Automatically showing filter values #

The Yavin UI will automatically show possible values if the dimension has a cardinality attribute of tiny or small

{
  name: countryName
  type: TEXT
  definition: ''
  tableSource: country.name
  cardinality: small
}

Yavin Example Key Elements #

The Yavin example project consists of the following key elements :

  1. HJSON configuration for a H2 in-memory database.
  2. HJSON configuration for a table (and its respective measures and dimensions).
  3. A liquibase script that sets up your database with relevant tables needed for Yavin.
  4. Test data that is initialized in the database.
  5. [Example integration tests][integration-test] that verify the Yavin APIs are working correctly.
  6. A Spring boot application configuration file that configures web service routes and other service level controls.

Yavin Detailed Installation Guide #

Here are the complete steps for installing and setting up Yavin with your dataset and your semantic models:

Step 1. Install Yavin Source. #

This step was covered in quick start guide. Upon installation, you will have the Yavin repo on your local machine. Your repo will include the following key subdirectories:

Path Purpose
app/ws/src/main/resources/demo-configs/db/sql Your dialect connection can reside here
app/ws/src/main/resources/demo-configs/models/tables Your semantic models can reside here
app/ws/src/main/resources/application.yaml The spring boot configuration file for your application
app/ws/src/main/kotlin/com/yahoo/yavin/ws/filters Directory for web request filters including authentication
app/ws/src/main/resources/db/changelog/changelog.xml Database changelog for setting up the database

Step 2. Setup Your Database. #

Yavin requires a database to store user information, reports, dashboards, and other application objects. The Yavin repo includes a liquibase-script for creating these tables. The script may require modifications to work with your target database.

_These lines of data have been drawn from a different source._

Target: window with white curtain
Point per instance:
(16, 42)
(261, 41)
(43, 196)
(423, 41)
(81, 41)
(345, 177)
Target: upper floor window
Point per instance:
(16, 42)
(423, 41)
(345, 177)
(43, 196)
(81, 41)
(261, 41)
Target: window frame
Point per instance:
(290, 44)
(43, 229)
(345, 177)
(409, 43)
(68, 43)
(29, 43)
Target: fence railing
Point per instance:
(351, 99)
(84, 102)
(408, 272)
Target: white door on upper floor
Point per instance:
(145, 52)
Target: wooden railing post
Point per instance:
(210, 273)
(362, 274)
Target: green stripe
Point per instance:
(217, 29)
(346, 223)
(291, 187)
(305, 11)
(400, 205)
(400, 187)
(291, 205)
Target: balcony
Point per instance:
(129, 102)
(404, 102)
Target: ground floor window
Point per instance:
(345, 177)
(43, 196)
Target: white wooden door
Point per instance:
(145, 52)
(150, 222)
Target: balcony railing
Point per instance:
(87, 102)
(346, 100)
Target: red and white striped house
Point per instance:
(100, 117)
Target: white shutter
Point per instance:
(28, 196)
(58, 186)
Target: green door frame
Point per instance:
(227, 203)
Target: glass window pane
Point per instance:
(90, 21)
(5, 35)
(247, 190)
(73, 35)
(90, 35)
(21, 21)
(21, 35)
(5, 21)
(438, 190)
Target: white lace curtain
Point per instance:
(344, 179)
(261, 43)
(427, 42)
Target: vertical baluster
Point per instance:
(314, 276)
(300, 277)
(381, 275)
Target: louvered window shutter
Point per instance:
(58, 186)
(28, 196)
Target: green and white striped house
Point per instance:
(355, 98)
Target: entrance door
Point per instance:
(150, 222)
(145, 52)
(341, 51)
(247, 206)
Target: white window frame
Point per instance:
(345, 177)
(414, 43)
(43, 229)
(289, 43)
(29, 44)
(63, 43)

Step 3. Configure the Database Connection. #

Add a database configuration file to connect to your database. More information about database configuration files can be found here.

Step 4. Define your Semantic Model. #

Add one or more semantic model definition files. More information about adding tables can be found here.

Step 5. Secure your Semantic Model. #

Yavin allows you to limit access to tables, measures, and dimensions by user role. There are three steps involved:

  1. Create a security roles file which enumerates the roles your application will have. More information can be found here.
  2. Update your semantic model, by adding readAccess rules for tables, measures, and dimensions you want to restrict. These rules can include a single role or a complex security expression with multiple roles joined by logical AND (conjunction), OR (disjunction), and parenthetic groupings.
  3. Yavin stores users and roles in two separate database tables (user and roles). The roles table must be updated to include all the roles defined in step 1. When a user is added to the database, it must be assigned 1 or more roles.

Yavin also supports row level security. Row level security requires building your application with custom FilterExpressionCheck classes. These classes have names that can be leveraged in readAccess rules similar to roles. More information on custom security checks can be found here.

Step 6. Define an authentication filter for the application. #

Yavin comes bundled with an example filter that authenticates every user as admin. You will want to replace this example with a servlet filter that authenticates your users.

Step 7. Configure Your Application #

Yavin is a spring boot application. The default configuration can be found here. This configuration allows you to change a number of settings including:

  • The application port.
  • The routes for the APIs.
  • Location of liquibase migration scripts (if you run them as part of application boot).

The configuration file has sections including:

  1. Spring Boot configuration
  2. Elide configuration

The application configuration supports profiles for enabling different settings for different environments.

Step 8. Build Your Application #

To build Yavin as a jar, run the following command:

./gradlew bootJar

Step 9. Validate Semantic Model #

The build creates a fat jar with all dependencies including a tool that can be leveraged to validate your semantic model before deploying or running your service. More details about validating the semantic model can be found here.

Step 10. Run Your Application #

To run Yavin locally, simple execute:

./gradlew bootRun

Step 11. Launch the Application #

Launch Yavin on your browser by loading http://localhost:8080.